Tiene un significado muy especial y así podemos decir que
es:
Una reconciliación
Una recuperación
Una curación
Una liberación
Una purificación
Reconciliación

El hijo pródigo ha ofendido gravemente a su padre, sin
embargo el padre tan bondadoso, ni siquiera deja que su hijo termine su
confesión. Le abraza, lo besa, lo restablece en sus derechos de hijo.
De la misma manera, por el Sacramento de la Penitencia,
Dios borra todos los pecados cometidos: ya no se acuerda de ellos y aún cuando
se cometan nuevos pecados, los anteriores ya no “reviven”. “De todas sus
maldades, no me acordaré ya más” dice Dios por Ezequiel.
Recuperación:
El pecado es nos hace perder la gracia y el derecho al
cielo. Debemos tratar de recobrarla y encontrarla. Por la confesión, las
recobramos juntamente con los méritos adquiridos antes del pecado.
Curación:
El pecado es una verdadera enfermedad que debilita al
alma. El pecador pierde fuerza para el bien; la confesión es la medicina que
sana el alma y la fortifica para evitar los pecados confesados.
Liberación:
El pecado nos hace esclavos del demonio y de nuestras
malas pasiones.

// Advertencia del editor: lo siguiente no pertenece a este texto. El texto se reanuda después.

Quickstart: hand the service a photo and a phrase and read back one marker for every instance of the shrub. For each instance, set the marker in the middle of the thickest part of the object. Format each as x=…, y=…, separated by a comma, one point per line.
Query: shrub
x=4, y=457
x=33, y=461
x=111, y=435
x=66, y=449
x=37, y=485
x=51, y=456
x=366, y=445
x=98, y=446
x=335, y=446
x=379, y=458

El sacramento de la Penitencia nos devuelve la verdadera
libertad de los hijos de Dios, nos da las gracias para vencer la
concupiscencia, los malos hábitos y las tentaciones. Además nos restablece la
paz y seguridad de conciencia.
Purificación:
Naamán, general asirio, aquejado por la lepra, se
presenta a Eliseo quien lo manda lavarse siete veces en el Jordán. Incomodado en
un principio, Naamán se resuelve por fin a ejecutar la orden del profeta. “Fue pues
y lavose conforme a la orden del varón de Dios, y volvió su carne como la carne
del niño tierno, y quedó limpio” (II Reyes, 5,14)
El sacramento de la penitencia es un baño purificador que
lava las manchas del pecado. Queda el alma limpia y Dios no vuelve a acordarse
de los pecados confesados.
Cómo vemos el Sacramento de la Penitencia o Confesión es una gran gracia que Jesús nos ganó con su sacrificio en la Cruz y que debemos valorar.
Colección Divino Sembrador. Libro de religión de 2a Enseñanza.